What beginner learning resources actually help you pick a broker instead of wasting your time?

I’m trying to learn enough about brokers to make a smart choice, but there’s so much content out there and I don’t know what’s actually useful versus what’s just trying to sell me something.

I know the forum has beginner guides, which has been helpful. But I’m wondering: what should I actually be learning about before I choose a broker? Should I focus on understanding different account types, learning how spreads work, studying regulation? Or is there something else I’m missing?

Also, how much broker education should I get from the broker themselves versus from independent sources like this community? Some brokers have their own learning portals, but I’m not sure if that’s biased toward their own products or actually useful for comparing brokers.

I want to learn the right things so I don’t feel like I’m just picking a broker randomly or getting fooled by marketing. What resources have actually helped you understand brokers better?

Started with broker websites’ education sections. They teach basics like what a pip is, but they never explain the downsides of their own platform or spreads.

Then I found the forum here and Q&A threads where actual traders answered beginner questions. That’s where I learned real stuff: which brokers have withdrawal problems, which platforms actually freeze during volatility, why rebates matter.

Focus on learning three things: how spreads work, what regulation actually protects you, and how to calculate your real trading costs. Those three ideas will help you better than studying account types or trading theories right now.

Before you choose a broker, understand this: ECN versus STP versus market maker account types, what a spread is and why it varies, how regulation protects you, and what a rebate actually does to your costs.

Skip trading theories, indicators, and complex strategies. You don’t need that to pick a broker. What you need is knowledge about costs and safety.

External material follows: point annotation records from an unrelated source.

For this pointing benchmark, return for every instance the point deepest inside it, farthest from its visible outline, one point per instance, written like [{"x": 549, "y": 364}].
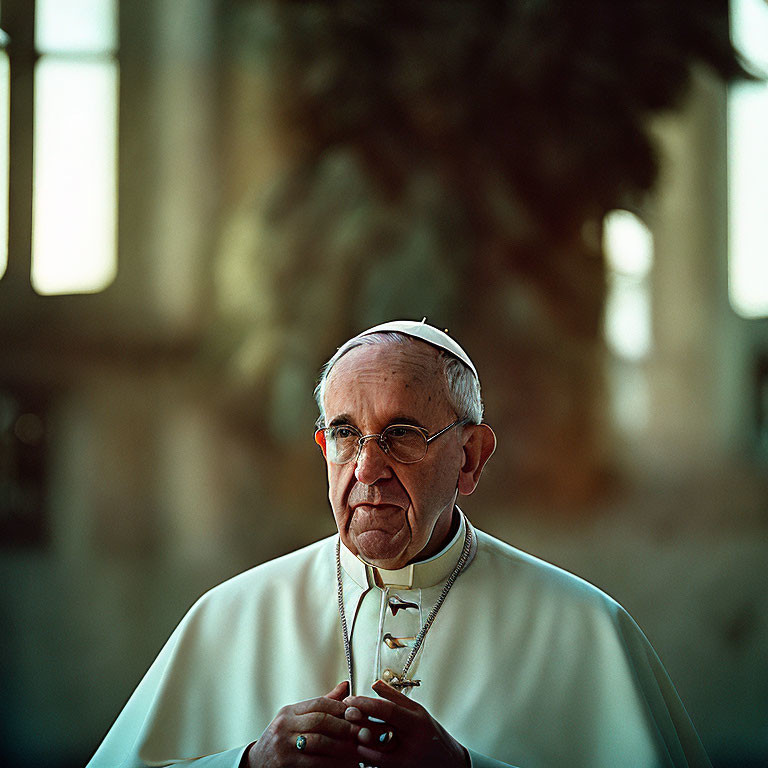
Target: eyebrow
[{"x": 345, "y": 418}]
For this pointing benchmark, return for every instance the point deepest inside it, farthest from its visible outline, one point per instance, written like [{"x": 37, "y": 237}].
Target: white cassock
[{"x": 525, "y": 664}]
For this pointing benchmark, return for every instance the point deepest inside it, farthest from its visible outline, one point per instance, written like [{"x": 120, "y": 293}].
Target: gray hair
[{"x": 461, "y": 383}]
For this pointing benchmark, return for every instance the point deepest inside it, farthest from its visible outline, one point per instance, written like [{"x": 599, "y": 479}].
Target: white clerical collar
[{"x": 422, "y": 574}]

Community resources here beat broker websites because traders here answer questions honestly. Brokers always frame things positively. A trader will say, “Their spreads widen during news,” while the broker won’t mention it. Learn from peer experience, not marketing materials.

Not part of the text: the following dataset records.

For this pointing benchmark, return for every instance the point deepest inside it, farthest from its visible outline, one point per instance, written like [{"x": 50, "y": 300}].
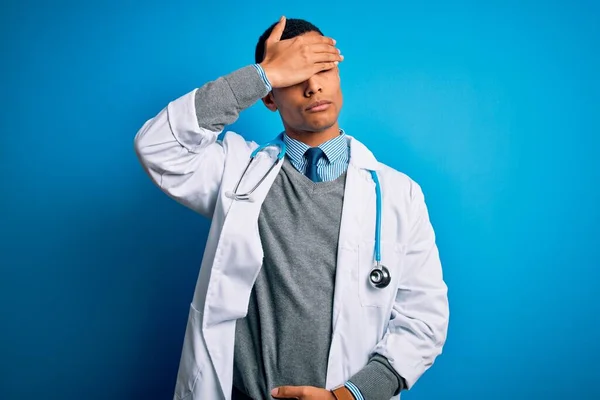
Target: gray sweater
[{"x": 285, "y": 338}]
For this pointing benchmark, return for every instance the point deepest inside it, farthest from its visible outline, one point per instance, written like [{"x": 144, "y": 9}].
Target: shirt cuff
[
  {"x": 376, "y": 381},
  {"x": 262, "y": 74},
  {"x": 354, "y": 390}
]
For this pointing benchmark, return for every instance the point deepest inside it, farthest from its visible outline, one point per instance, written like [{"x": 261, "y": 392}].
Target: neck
[{"x": 314, "y": 139}]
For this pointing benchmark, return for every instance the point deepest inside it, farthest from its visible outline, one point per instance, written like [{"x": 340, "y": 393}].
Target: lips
[{"x": 318, "y": 105}]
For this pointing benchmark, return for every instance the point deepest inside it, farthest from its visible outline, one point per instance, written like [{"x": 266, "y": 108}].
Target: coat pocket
[
  {"x": 392, "y": 257},
  {"x": 193, "y": 357}
]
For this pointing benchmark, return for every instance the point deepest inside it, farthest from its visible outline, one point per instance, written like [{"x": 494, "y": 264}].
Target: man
[{"x": 283, "y": 306}]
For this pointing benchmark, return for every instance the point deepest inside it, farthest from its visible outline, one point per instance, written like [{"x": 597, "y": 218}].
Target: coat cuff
[{"x": 376, "y": 381}]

I think the forum guides here are honestly the best starting point. They’re written by people who’ve been through the broker selection process and know what beginners actually need to know.

Then once you understand the basics, read reviews from actual traders. That combination gives you a real picture. Broker websites are useful for technical details, but they won’t help you compare or make a decision.

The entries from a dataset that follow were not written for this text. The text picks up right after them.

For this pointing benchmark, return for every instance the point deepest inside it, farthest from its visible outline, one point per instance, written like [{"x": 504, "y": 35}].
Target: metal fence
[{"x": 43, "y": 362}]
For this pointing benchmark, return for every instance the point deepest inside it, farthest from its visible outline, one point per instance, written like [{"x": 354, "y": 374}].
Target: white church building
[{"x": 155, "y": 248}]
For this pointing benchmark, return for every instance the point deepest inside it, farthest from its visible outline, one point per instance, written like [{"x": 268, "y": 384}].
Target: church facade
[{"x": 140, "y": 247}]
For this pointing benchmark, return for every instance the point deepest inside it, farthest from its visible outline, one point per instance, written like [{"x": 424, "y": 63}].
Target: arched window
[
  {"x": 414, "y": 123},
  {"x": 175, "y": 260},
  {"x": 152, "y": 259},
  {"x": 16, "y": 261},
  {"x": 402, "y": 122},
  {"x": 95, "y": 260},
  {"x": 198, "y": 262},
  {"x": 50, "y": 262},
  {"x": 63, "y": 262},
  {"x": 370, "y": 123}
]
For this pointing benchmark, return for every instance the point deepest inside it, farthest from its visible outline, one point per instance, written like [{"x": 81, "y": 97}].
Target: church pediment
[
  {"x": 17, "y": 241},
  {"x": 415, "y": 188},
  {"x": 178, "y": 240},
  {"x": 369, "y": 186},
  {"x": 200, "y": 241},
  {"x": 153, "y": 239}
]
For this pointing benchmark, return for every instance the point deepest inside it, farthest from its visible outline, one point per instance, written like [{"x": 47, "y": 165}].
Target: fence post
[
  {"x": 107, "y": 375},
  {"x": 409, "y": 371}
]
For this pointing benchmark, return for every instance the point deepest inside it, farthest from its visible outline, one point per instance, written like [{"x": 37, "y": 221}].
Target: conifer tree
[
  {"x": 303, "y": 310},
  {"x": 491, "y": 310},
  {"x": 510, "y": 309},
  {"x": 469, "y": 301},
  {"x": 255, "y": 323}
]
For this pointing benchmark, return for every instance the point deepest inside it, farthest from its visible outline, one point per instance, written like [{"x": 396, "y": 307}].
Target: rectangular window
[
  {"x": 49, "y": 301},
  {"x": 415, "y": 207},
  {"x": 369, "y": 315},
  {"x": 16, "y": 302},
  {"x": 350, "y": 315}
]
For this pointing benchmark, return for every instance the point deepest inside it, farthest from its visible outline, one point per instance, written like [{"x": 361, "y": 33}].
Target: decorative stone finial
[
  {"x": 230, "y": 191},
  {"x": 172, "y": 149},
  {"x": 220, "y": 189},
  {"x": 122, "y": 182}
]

Don’t overthink it. You don’t need to be an expert on every aspect. Learn enough to make an informed choice, then start trading and learn the rest by doing.

Learn spreads rebates regulation then pick broker.

Broker websites teach basics community teaches reality.

One tip: look for guides that walk you through comparing two or three actual brokers side by side. That’s more useful than generic information. It shows you how the knowledge actually applies.